For purpose of determining the stage of the cancer, patients are usually recommended to go for a CT scan of the chest.


The treatment options for kidney cancer include surgery, thermal ablation therapies, active surveillance and anti-cancer medications.

Surgery – partial nephrectomy and radical nephrectomy

If the cancer is confined to the kidney, surgery is the recommended treatment.

If the tumour is small,  the tumour can be removed while preserving the rest of the kidney which is unaffected. The medical term for this procedure is “partial nephrectomy”.

If the tumour is large, it is sometimes necessary to remove the entire kidney together with the tumour. The medical term for this procedure is “radical nephrectomy”.

Removing just the cancerous tissue is usually preferred over removing the entire kidney as it helps to preserve kidney function, and potentially reduces risk of cardiovascular problems in the long term. However, removing just the cancerous tissue is actually more difficult and has a higher risk of complications, compared to removing the entire kidney.

Partial nephrectomy (image from Cancer Research UK / Wikimedia Commons)
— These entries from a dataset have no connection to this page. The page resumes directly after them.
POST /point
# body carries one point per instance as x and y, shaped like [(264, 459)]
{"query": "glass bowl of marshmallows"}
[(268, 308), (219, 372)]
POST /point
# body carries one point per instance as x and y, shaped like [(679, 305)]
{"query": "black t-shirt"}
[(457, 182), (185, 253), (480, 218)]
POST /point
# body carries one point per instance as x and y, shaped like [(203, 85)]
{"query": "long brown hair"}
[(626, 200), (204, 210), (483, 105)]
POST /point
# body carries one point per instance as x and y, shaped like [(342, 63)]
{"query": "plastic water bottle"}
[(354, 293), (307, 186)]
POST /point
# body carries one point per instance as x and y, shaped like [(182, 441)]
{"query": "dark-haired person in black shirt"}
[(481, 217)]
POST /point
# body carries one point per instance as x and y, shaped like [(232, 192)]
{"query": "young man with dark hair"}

Radical nephrectomy (image from Cancer Research UK / Wikimedia Commons)


Techniques for surgery – laparoscopic (keyhole) and open approaches

It is often possible to perform the surgeries with laparoscopic surgery, which is performed using special instruments through small incisions. A surgical robot may be used to allow the surgeon to carry out more complicated cases. Laparoscopic surgery results in less pain and quicker recovery, compared with open surgery

If the tumour is too deep-seated or too large to be safely removed with laparoscopic surgery,  the patient may be recommended to go for open surgery. The surgery is performed through an incision in the side or front of the abdomen.

Laparoscopic radical nephrectomy

Patient’s wounds after laparoscopic radical nephrectomy

Patient’s wound after open radical nephrectomy

Thermal ablation therapies

This involves placing one or several needle probes into the kidney tumour. Once the probes are activated, the tumour is either destroyed by freezing (cryoablation) or heat (radiofrequency ablation) . This method is less invasive compared to surgery, but there is a higher risk that the tumour will recur. This treatment is usually recommended for patients who are elderly or have medical problems that make them unfit for surgery.


This is an alternative approach for patients who are elderly and who have small incidentally detected kidney tumours. In some of these cases, the tumours are slow-growing and may not need treatment. The patients are followed up very closely and only treated if their tumours show signs of progression.

Anti-cancer medications

If the cancer is more advanced, or has spread to the lymph nodes or distant organs, medications such as immune checkpoint inhibitors, or tyrosine kinase inhibitors may be needed to control the disease.

Surgery for kidney cancer that has already spread

In addition to anti-cancer medications, surgery may sometimes be recommended for cancer that has already spread.